Por Andreza Jorge — cria do Complexo da Maré, mãe da Alice Odara, licenciada em dança pela UFRJ, Mestre em Relações Étnico-Raciais pelo CEFET-RJ, Doutoranda em Artes da Cena pela ECO/UFRJ, docente do departamento de Artes Corporais da UFRJ, coordenadora da Casa das Mulheres da Maré e uma das idealizadoras do Mulheres ao Vento.

imagem: indigodreams

Cemitério nas costas*. Ouvir essa expressão dita por Regina Duarte em tom negativo ao falar sobre a prática de rememorar pessoas que morreram me remete a uma forma neoliberal totalmente posicionada no extermínio da vida quando não há formas de exploração da força vital traduzida em trabalho.

Sigo refletindo sobre a morte para entender a vida e penso que minha história pessoal e familiar versa sobre carregar muitos cemitérios nas costas, sendo essa prática mais uma das inúmeras fissuras provocadas na dureza colonial-neoliberalizante da vida de forma organicamente intelectual por ser ancorada na ancestral estratégia de sobreviver a escassez e ao desencanto.

Passei a vida carregando o imaginário de vida sobre a morte precoce do meu pai ao qual não tive uma oportunidade consciente de conhecer, mas que em todo momento relembravam fatos que me foram ditos sobre a existência dele que me auxiliavam a montar esse quebra-cabeça me fazendo imaginar o som da sua risada, o seu cheiro, a textura dos cabelos, a rigidez da sua pele e principalmente seu senso de humor e um talento nato, que eu suspeito ter herdado, de debochar da vida.

Todos ao meu redor, familiares, vizinhos, pessoas que o conheceram, faziam questão de me falar sobre a vida dele e também sobre o significado de sua morte para a vida deles, entendi, desde muito nova, que essa prática o tornava o mais vivo possível para mim.

Passei a carregar esse morto comigo.

Minha mãe, a Dona Elza, desde que eu me entendo por gente, tem um hábito de ir a enterros sempre, isso já até virou piada na família.

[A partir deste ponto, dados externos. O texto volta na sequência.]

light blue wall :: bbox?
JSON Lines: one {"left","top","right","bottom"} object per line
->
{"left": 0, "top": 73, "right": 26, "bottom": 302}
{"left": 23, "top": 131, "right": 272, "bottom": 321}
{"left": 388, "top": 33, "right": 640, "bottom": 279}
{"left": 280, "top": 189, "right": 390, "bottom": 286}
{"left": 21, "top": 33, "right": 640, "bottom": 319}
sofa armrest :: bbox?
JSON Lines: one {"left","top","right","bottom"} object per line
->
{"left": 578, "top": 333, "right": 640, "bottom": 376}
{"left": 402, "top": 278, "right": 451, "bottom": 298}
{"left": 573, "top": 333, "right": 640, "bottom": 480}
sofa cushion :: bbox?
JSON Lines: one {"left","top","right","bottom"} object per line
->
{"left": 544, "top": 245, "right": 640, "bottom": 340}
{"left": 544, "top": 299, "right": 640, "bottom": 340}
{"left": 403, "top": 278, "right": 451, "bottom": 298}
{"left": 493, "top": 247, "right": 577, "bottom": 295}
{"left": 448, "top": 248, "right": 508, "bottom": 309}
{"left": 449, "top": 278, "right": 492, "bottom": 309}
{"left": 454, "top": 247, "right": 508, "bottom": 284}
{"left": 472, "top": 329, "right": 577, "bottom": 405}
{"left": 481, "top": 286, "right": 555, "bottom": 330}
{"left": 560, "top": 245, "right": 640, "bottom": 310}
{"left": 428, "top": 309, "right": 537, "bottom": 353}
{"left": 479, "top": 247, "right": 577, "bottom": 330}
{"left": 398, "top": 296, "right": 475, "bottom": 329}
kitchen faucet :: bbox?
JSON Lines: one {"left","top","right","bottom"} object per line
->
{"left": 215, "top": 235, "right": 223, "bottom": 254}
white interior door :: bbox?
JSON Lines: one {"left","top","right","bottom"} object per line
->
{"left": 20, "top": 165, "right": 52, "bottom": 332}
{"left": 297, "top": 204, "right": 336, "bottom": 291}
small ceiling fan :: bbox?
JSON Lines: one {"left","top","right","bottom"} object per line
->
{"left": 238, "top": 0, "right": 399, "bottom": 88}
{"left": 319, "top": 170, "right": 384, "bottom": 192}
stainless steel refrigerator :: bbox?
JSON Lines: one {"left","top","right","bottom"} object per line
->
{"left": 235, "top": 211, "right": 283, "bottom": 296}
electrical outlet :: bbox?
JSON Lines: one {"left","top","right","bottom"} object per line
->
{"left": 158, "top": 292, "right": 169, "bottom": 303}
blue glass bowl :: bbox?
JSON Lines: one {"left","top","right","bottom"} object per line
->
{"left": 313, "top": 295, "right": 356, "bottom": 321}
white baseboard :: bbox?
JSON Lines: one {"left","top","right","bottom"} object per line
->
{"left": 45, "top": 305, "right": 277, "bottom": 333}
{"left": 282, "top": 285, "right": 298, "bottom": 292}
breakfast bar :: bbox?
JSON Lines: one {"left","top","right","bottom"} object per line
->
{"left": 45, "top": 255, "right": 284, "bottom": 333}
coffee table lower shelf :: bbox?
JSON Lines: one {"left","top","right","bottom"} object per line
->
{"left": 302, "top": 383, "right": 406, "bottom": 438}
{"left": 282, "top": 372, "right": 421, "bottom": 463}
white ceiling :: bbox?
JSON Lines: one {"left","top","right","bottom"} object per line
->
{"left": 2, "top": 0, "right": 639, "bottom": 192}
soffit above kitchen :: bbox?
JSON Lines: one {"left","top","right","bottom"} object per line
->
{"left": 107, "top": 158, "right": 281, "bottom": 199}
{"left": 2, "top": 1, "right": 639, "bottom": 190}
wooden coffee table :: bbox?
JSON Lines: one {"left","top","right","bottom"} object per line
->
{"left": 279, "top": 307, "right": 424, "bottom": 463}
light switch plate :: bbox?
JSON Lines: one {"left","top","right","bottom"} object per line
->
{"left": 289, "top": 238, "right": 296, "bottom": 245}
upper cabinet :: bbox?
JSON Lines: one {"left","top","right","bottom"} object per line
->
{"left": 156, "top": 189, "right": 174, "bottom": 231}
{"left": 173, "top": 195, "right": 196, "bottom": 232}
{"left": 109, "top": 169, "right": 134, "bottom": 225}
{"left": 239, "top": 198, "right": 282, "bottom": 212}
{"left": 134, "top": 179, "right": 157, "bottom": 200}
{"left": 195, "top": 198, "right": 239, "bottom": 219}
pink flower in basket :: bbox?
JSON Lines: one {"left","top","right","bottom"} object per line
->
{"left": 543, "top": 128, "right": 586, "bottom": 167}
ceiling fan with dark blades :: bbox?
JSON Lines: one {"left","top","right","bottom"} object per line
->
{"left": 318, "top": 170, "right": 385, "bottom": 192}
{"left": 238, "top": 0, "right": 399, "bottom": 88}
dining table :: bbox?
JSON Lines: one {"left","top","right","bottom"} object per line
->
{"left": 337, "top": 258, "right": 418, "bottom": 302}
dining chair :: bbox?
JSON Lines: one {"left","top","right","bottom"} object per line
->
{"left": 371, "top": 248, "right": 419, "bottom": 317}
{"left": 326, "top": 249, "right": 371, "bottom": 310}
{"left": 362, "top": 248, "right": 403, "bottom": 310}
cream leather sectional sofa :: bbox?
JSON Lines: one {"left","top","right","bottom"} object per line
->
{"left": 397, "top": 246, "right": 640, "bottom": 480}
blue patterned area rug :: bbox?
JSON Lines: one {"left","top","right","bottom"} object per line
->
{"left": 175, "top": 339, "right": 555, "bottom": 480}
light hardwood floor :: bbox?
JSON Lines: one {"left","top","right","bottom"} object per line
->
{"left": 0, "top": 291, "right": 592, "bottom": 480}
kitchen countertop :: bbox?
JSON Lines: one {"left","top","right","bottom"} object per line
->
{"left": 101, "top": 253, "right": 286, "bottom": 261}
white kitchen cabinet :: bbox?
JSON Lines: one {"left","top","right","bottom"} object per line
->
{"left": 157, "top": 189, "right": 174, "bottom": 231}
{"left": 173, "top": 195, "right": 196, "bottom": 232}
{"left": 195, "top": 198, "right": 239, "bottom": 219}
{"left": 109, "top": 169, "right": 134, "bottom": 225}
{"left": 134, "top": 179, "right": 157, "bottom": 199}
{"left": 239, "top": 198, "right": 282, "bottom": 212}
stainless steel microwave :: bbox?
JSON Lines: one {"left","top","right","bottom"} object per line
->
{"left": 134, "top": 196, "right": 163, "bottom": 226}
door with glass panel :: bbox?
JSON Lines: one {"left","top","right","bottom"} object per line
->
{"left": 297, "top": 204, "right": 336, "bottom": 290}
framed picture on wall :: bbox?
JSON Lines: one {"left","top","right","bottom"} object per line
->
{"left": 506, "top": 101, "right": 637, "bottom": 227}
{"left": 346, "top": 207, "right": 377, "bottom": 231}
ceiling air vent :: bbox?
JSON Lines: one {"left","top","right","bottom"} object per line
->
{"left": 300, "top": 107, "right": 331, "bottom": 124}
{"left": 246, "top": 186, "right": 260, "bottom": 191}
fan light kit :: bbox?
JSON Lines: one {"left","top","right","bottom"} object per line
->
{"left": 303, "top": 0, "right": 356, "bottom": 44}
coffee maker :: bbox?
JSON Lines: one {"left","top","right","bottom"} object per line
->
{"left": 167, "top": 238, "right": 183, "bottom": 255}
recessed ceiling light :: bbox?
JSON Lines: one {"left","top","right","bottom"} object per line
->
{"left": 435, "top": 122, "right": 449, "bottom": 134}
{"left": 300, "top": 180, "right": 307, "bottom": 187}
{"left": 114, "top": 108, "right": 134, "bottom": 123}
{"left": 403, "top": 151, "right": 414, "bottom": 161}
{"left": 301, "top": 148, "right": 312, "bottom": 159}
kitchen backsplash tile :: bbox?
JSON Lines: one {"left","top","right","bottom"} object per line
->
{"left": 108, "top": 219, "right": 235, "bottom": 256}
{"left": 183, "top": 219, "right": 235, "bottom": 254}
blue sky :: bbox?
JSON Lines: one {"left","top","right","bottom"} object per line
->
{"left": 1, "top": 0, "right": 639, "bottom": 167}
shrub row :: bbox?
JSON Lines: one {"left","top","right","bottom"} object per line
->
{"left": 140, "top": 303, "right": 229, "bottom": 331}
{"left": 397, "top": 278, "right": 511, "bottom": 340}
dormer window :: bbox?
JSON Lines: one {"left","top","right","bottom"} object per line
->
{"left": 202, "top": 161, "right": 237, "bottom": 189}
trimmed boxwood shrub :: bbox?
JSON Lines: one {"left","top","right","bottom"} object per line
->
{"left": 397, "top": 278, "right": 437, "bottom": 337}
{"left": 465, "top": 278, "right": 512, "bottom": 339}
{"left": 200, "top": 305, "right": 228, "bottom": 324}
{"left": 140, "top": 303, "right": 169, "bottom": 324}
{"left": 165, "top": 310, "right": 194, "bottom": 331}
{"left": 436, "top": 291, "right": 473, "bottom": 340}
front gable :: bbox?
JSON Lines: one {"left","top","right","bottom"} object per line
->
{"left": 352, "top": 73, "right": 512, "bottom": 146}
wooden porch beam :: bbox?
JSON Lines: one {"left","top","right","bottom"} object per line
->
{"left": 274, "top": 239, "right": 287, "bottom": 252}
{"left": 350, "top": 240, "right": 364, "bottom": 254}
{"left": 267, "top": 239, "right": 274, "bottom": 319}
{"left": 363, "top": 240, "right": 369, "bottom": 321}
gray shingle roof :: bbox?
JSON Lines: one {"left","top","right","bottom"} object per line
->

Confesso que nunca entendi e sempre questionei o porquê de ela ir a tantos enterros, até de gente que ela mal conhecia em vida, e ela me dizia sempre uma frase pronta, que ouviu de algum lugar, mas nem sabe onde:

“Melhor ir a enterros do que em festa”

Eu achava essa frase esquisita e nunca entendi o que ela quer realmente dizer, acho que nem ela mesmo, mas a frase trazia uma resposta para o sentimento difícil de admitir gostar de ir para enterros, sendo esse um lugar comumente indesejado de tanta dor e tristeza.

Minha mãe sempre vai, enterros de vizinhos, de vizinhos de vizinhos, de conhecidos de infância, de conhecidos de conhecidos, ao ponto de uma vez ter ido para um enterro e ao chegar no cemitério ter se dado conta que se confundiu e acabou parando no cemitério errado, porém para não perder a viagem, acompanhou um enterro de um desconhecido que acontecia naquele momento. Rimos muito dessa história. Lembramos sempre.

A verdade é que minha mãe perdeu o pai quando era muito nova e de forma repentina, um acidente, minha mãe também ficou viúva muito jovem e de forma repentina, um assassinato, então acredito que ela tenha ficado com um aprendizado profundo que só o contato com a morte pode nos dar: a ciência da fragilidade da vida.

Ela precisou entender o luto e fez isso construindo um cemitério nas costas e ensinando as pessoas através da sua presença e consolo nesse momento de vazio em que se manifesta a falácia de uma racionalidade desassociada de corpo, alma e coração pulsante, que é possível seguir adiante e viver flertando com a concretude da mortalidade e que se há uma maneira de driblar esse destino único criado sobre a ideia de morte é tornando a pessoa sempre viva, falando sobre ela, contando suas histórias, dando detalhes sobre sua aparência.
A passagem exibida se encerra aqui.